Fried Insects in Siem Reap, Cambodia

Insects and spiders became part of the Khmer diet during the terror years of the Khmer Rouge and Pol Pot’s reign. Quick history lesson: the Pol Pot regime saw one of the worst human genocide in the history of mankind. An estimated 2 to 3 million civilians died due to mass killings committed by the Khmer Rouge. The others who did survive the executions, died because of starvation and disease.

During the civil war, the insects provide the necessary protein and energy otherwise absent in their forced ration of 6 teaspoons of rice porridge a day. Imagine that… For people to survive a day of imposed force labor? And under the sweltering heat with only 6 teaspoons!

To quote one survivor, ‘Food was more important than God’ during those hard times. They would eat anything they could get their hands on; like insects and even human flesh from the deceased!

What is most odd about this civil war is that it’s not done by an external force. Say, Nazis against Jews like the Holocaust, or white people against black slaves, or aliens against humans. The civil war was Cambodians killing fellow Cambodians.
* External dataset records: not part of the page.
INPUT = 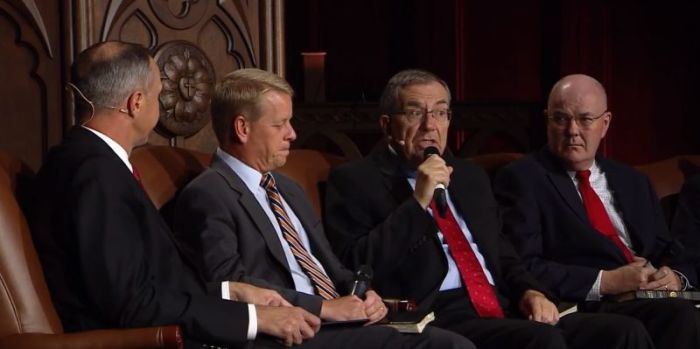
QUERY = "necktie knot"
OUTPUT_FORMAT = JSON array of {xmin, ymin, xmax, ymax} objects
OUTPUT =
[
  {"xmin": 576, "ymin": 170, "xmax": 591, "ymax": 182},
  {"xmin": 260, "ymin": 172, "xmax": 275, "ymax": 190}
]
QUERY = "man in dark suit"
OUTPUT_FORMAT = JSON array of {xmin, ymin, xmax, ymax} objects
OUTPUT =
[
  {"xmin": 29, "ymin": 42, "xmax": 328, "ymax": 347},
  {"xmin": 325, "ymin": 70, "xmax": 650, "ymax": 348},
  {"xmin": 174, "ymin": 69, "xmax": 474, "ymax": 348},
  {"xmin": 494, "ymin": 75, "xmax": 700, "ymax": 348},
  {"xmin": 671, "ymin": 174, "xmax": 700, "ymax": 282}
]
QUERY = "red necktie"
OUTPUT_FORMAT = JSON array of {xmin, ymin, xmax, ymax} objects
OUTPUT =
[
  {"xmin": 430, "ymin": 200, "xmax": 503, "ymax": 319},
  {"xmin": 576, "ymin": 170, "xmax": 634, "ymax": 263},
  {"xmin": 131, "ymin": 165, "xmax": 146, "ymax": 191}
]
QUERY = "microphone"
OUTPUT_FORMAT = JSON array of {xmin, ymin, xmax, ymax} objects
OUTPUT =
[
  {"xmin": 350, "ymin": 264, "xmax": 374, "ymax": 298},
  {"xmin": 423, "ymin": 147, "xmax": 447, "ymax": 218}
]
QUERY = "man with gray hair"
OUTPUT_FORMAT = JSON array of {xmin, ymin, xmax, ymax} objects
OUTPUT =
[
  {"xmin": 494, "ymin": 74, "xmax": 700, "ymax": 349},
  {"xmin": 28, "ymin": 42, "xmax": 330, "ymax": 347},
  {"xmin": 173, "ymin": 68, "xmax": 474, "ymax": 349},
  {"xmin": 325, "ymin": 70, "xmax": 651, "ymax": 349}
]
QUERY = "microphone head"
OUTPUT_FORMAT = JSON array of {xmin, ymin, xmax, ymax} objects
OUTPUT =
[
  {"xmin": 355, "ymin": 264, "xmax": 374, "ymax": 281},
  {"xmin": 423, "ymin": 146, "xmax": 440, "ymax": 159}
]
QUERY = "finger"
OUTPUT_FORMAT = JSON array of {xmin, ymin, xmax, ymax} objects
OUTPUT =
[
  {"xmin": 302, "ymin": 309, "xmax": 321, "ymax": 332},
  {"xmin": 299, "ymin": 321, "xmax": 316, "ymax": 339},
  {"xmin": 277, "ymin": 294, "xmax": 292, "ymax": 307},
  {"xmin": 294, "ymin": 321, "xmax": 304, "ymax": 344},
  {"xmin": 642, "ymin": 280, "xmax": 666, "ymax": 290}
]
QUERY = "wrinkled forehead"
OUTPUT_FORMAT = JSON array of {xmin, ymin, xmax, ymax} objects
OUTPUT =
[
  {"xmin": 399, "ymin": 82, "xmax": 450, "ymax": 107},
  {"xmin": 547, "ymin": 89, "xmax": 607, "ymax": 114}
]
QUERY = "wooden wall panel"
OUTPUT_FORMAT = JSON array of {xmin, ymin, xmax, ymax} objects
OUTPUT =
[
  {"xmin": 0, "ymin": 0, "xmax": 62, "ymax": 170},
  {"xmin": 69, "ymin": 0, "xmax": 284, "ymax": 152}
]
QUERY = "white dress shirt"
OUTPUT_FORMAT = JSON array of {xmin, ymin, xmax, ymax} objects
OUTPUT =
[
  {"xmin": 216, "ymin": 148, "xmax": 328, "ymax": 294},
  {"xmin": 82, "ymin": 126, "xmax": 258, "ymax": 340},
  {"xmin": 567, "ymin": 162, "xmax": 635, "ymax": 301},
  {"xmin": 408, "ymin": 177, "xmax": 496, "ymax": 291}
]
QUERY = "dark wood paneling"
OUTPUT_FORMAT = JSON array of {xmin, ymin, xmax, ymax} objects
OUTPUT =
[
  {"xmin": 286, "ymin": 0, "xmax": 700, "ymax": 164},
  {"xmin": 0, "ymin": 1, "xmax": 62, "ymax": 170}
]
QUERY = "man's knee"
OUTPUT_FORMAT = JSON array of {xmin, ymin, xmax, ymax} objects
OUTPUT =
[{"xmin": 527, "ymin": 322, "xmax": 567, "ymax": 349}]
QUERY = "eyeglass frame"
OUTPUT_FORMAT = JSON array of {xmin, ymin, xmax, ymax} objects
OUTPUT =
[
  {"xmin": 390, "ymin": 107, "xmax": 452, "ymax": 125},
  {"xmin": 544, "ymin": 109, "xmax": 610, "ymax": 129}
]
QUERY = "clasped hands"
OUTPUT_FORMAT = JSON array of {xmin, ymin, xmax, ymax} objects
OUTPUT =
[
  {"xmin": 229, "ymin": 282, "xmax": 387, "ymax": 346},
  {"xmin": 600, "ymin": 257, "xmax": 683, "ymax": 295}
]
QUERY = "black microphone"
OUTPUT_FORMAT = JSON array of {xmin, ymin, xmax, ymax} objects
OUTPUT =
[
  {"xmin": 423, "ymin": 147, "xmax": 447, "ymax": 218},
  {"xmin": 350, "ymin": 264, "xmax": 374, "ymax": 298}
]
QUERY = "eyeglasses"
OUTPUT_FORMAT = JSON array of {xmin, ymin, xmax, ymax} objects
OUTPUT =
[
  {"xmin": 394, "ymin": 108, "xmax": 452, "ymax": 125},
  {"xmin": 547, "ymin": 110, "xmax": 608, "ymax": 129}
]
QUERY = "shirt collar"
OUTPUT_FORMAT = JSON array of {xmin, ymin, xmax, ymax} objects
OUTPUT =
[
  {"xmin": 216, "ymin": 148, "xmax": 262, "ymax": 193},
  {"xmin": 81, "ymin": 125, "xmax": 134, "ymax": 172},
  {"xmin": 566, "ymin": 161, "xmax": 600, "ymax": 179}
]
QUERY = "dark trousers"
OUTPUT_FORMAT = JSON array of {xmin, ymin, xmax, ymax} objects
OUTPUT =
[
  {"xmin": 255, "ymin": 325, "xmax": 476, "ymax": 349},
  {"xmin": 579, "ymin": 298, "xmax": 700, "ymax": 349},
  {"xmin": 434, "ymin": 289, "xmax": 653, "ymax": 349}
]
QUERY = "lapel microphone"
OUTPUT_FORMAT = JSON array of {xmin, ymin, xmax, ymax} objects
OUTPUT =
[
  {"xmin": 350, "ymin": 264, "xmax": 374, "ymax": 298},
  {"xmin": 423, "ymin": 147, "xmax": 447, "ymax": 218}
]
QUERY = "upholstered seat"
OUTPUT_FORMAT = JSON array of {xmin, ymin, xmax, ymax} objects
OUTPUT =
[
  {"xmin": 636, "ymin": 155, "xmax": 700, "ymax": 224},
  {"xmin": 0, "ymin": 153, "xmax": 182, "ymax": 348}
]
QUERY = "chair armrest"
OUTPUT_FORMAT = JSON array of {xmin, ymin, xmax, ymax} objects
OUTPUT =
[{"xmin": 0, "ymin": 325, "xmax": 184, "ymax": 349}]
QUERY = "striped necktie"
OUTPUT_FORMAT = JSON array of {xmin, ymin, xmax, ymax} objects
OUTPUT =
[{"xmin": 260, "ymin": 172, "xmax": 339, "ymax": 299}]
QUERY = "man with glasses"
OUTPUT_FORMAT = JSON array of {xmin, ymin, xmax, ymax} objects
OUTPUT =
[
  {"xmin": 325, "ymin": 70, "xmax": 651, "ymax": 348},
  {"xmin": 494, "ymin": 75, "xmax": 700, "ymax": 348}
]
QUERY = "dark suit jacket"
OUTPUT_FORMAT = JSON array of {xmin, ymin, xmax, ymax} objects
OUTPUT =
[
  {"xmin": 494, "ymin": 149, "xmax": 687, "ymax": 302},
  {"xmin": 325, "ymin": 145, "xmax": 546, "ymax": 309},
  {"xmin": 671, "ymin": 174, "xmax": 700, "ymax": 287},
  {"xmin": 29, "ymin": 127, "xmax": 248, "ymax": 344},
  {"xmin": 174, "ymin": 157, "xmax": 352, "ymax": 315}
]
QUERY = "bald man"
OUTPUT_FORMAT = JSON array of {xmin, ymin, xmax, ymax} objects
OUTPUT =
[{"xmin": 494, "ymin": 74, "xmax": 700, "ymax": 348}]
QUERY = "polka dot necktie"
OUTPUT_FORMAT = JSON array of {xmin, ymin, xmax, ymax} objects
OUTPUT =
[{"xmin": 430, "ymin": 200, "xmax": 503, "ymax": 319}]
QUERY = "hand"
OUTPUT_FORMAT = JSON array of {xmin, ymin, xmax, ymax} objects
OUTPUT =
[
  {"xmin": 363, "ymin": 290, "xmax": 389, "ymax": 325},
  {"xmin": 520, "ymin": 290, "xmax": 559, "ymax": 325},
  {"xmin": 600, "ymin": 257, "xmax": 656, "ymax": 295},
  {"xmin": 321, "ymin": 296, "xmax": 367, "ymax": 321},
  {"xmin": 228, "ymin": 281, "xmax": 292, "ymax": 307},
  {"xmin": 413, "ymin": 156, "xmax": 452, "ymax": 208},
  {"xmin": 255, "ymin": 305, "xmax": 321, "ymax": 347},
  {"xmin": 641, "ymin": 266, "xmax": 683, "ymax": 291}
]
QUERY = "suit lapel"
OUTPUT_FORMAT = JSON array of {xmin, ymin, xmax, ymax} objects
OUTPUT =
[
  {"xmin": 371, "ymin": 143, "xmax": 413, "ymax": 204},
  {"xmin": 211, "ymin": 156, "xmax": 291, "ymax": 275},
  {"xmin": 538, "ymin": 150, "xmax": 590, "ymax": 224}
]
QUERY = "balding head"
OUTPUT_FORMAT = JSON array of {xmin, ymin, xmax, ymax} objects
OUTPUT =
[
  {"xmin": 547, "ymin": 74, "xmax": 608, "ymax": 110},
  {"xmin": 71, "ymin": 41, "xmax": 154, "ymax": 121},
  {"xmin": 547, "ymin": 74, "xmax": 612, "ymax": 171}
]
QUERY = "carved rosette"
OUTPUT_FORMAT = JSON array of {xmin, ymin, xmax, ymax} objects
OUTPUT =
[{"xmin": 155, "ymin": 42, "xmax": 216, "ymax": 137}]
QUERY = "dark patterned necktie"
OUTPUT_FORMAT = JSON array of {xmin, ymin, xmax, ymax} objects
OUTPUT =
[{"xmin": 260, "ymin": 172, "xmax": 339, "ymax": 299}]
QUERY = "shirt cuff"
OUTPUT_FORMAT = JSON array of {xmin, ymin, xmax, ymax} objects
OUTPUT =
[
  {"xmin": 247, "ymin": 304, "xmax": 258, "ymax": 341},
  {"xmin": 671, "ymin": 269, "xmax": 694, "ymax": 291},
  {"xmin": 221, "ymin": 281, "xmax": 231, "ymax": 301},
  {"xmin": 586, "ymin": 270, "xmax": 603, "ymax": 301},
  {"xmin": 221, "ymin": 281, "xmax": 258, "ymax": 341}
]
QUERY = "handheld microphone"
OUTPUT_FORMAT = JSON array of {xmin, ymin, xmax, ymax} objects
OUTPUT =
[
  {"xmin": 350, "ymin": 264, "xmax": 374, "ymax": 298},
  {"xmin": 423, "ymin": 147, "xmax": 447, "ymax": 218}
]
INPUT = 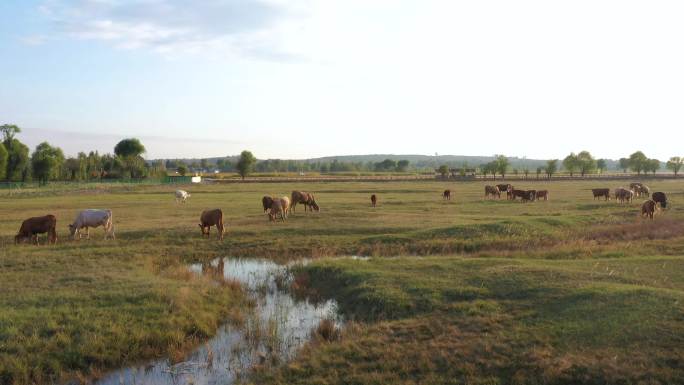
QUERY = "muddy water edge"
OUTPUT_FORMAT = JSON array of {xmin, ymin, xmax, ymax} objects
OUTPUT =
[{"xmin": 76, "ymin": 258, "xmax": 343, "ymax": 385}]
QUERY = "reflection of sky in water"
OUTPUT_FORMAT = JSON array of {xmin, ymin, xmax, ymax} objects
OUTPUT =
[{"xmin": 82, "ymin": 258, "xmax": 340, "ymax": 385}]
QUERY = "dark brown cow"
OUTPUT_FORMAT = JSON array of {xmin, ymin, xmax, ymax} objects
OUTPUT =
[
  {"xmin": 290, "ymin": 191, "xmax": 320, "ymax": 212},
  {"xmin": 641, "ymin": 199, "xmax": 658, "ymax": 220},
  {"xmin": 485, "ymin": 186, "xmax": 501, "ymax": 198},
  {"xmin": 14, "ymin": 214, "xmax": 57, "ymax": 245},
  {"xmin": 591, "ymin": 188, "xmax": 610, "ymax": 201},
  {"xmin": 536, "ymin": 190, "xmax": 549, "ymax": 201},
  {"xmin": 198, "ymin": 209, "xmax": 223, "ymax": 239},
  {"xmin": 442, "ymin": 190, "xmax": 451, "ymax": 201},
  {"xmin": 261, "ymin": 195, "xmax": 273, "ymax": 212},
  {"xmin": 651, "ymin": 191, "xmax": 667, "ymax": 209}
]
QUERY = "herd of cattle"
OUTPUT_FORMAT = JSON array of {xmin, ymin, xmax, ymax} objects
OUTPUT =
[{"xmin": 14, "ymin": 183, "xmax": 667, "ymax": 244}]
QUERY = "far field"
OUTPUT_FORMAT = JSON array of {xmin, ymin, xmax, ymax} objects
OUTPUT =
[{"xmin": 0, "ymin": 180, "xmax": 684, "ymax": 384}]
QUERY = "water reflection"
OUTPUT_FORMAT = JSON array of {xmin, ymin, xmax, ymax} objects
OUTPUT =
[{"xmin": 87, "ymin": 258, "xmax": 341, "ymax": 385}]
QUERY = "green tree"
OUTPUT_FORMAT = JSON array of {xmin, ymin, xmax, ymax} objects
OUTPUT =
[
  {"xmin": 494, "ymin": 155, "xmax": 509, "ymax": 178},
  {"xmin": 577, "ymin": 151, "xmax": 596, "ymax": 176},
  {"xmin": 563, "ymin": 152, "xmax": 579, "ymax": 176},
  {"xmin": 596, "ymin": 159, "xmax": 608, "ymax": 173},
  {"xmin": 618, "ymin": 158, "xmax": 629, "ymax": 173},
  {"xmin": 644, "ymin": 159, "xmax": 660, "ymax": 175},
  {"xmin": 176, "ymin": 163, "xmax": 188, "ymax": 176},
  {"xmin": 237, "ymin": 150, "xmax": 256, "ymax": 180},
  {"xmin": 31, "ymin": 142, "xmax": 64, "ymax": 184},
  {"xmin": 0, "ymin": 143, "xmax": 8, "ymax": 179},
  {"xmin": 667, "ymin": 156, "xmax": 684, "ymax": 177},
  {"xmin": 546, "ymin": 159, "xmax": 558, "ymax": 179},
  {"xmin": 114, "ymin": 138, "xmax": 145, "ymax": 178},
  {"xmin": 0, "ymin": 124, "xmax": 29, "ymax": 181},
  {"xmin": 629, "ymin": 151, "xmax": 648, "ymax": 175},
  {"xmin": 437, "ymin": 164, "xmax": 449, "ymax": 178}
]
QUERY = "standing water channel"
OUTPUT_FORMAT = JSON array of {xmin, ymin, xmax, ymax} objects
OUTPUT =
[{"xmin": 85, "ymin": 258, "xmax": 341, "ymax": 385}]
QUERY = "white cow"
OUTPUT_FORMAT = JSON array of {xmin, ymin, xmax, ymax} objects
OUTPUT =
[
  {"xmin": 176, "ymin": 190, "xmax": 190, "ymax": 203},
  {"xmin": 69, "ymin": 209, "xmax": 116, "ymax": 239}
]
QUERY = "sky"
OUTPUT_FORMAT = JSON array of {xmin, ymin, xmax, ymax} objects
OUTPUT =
[{"xmin": 0, "ymin": 0, "xmax": 684, "ymax": 160}]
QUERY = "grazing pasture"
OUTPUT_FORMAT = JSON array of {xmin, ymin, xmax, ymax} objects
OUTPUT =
[{"xmin": 0, "ymin": 180, "xmax": 684, "ymax": 385}]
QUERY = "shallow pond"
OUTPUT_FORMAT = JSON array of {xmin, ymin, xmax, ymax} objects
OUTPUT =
[{"xmin": 86, "ymin": 258, "xmax": 341, "ymax": 385}]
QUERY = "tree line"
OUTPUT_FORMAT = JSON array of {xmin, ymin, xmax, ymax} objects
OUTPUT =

When Pol Pot’s regime came to an end, they were more than happy to stop surviving on human flesh; but developed the taste for fried insects and tarantulas.

Do you want to know more about Cambodia? I’ve written a budget travel guide on how we were able to survive Cambodia in less than 1,000 PHP or 20 USD a day! Read about it on Budget Travel Guide – Siem Reap, Cambodia.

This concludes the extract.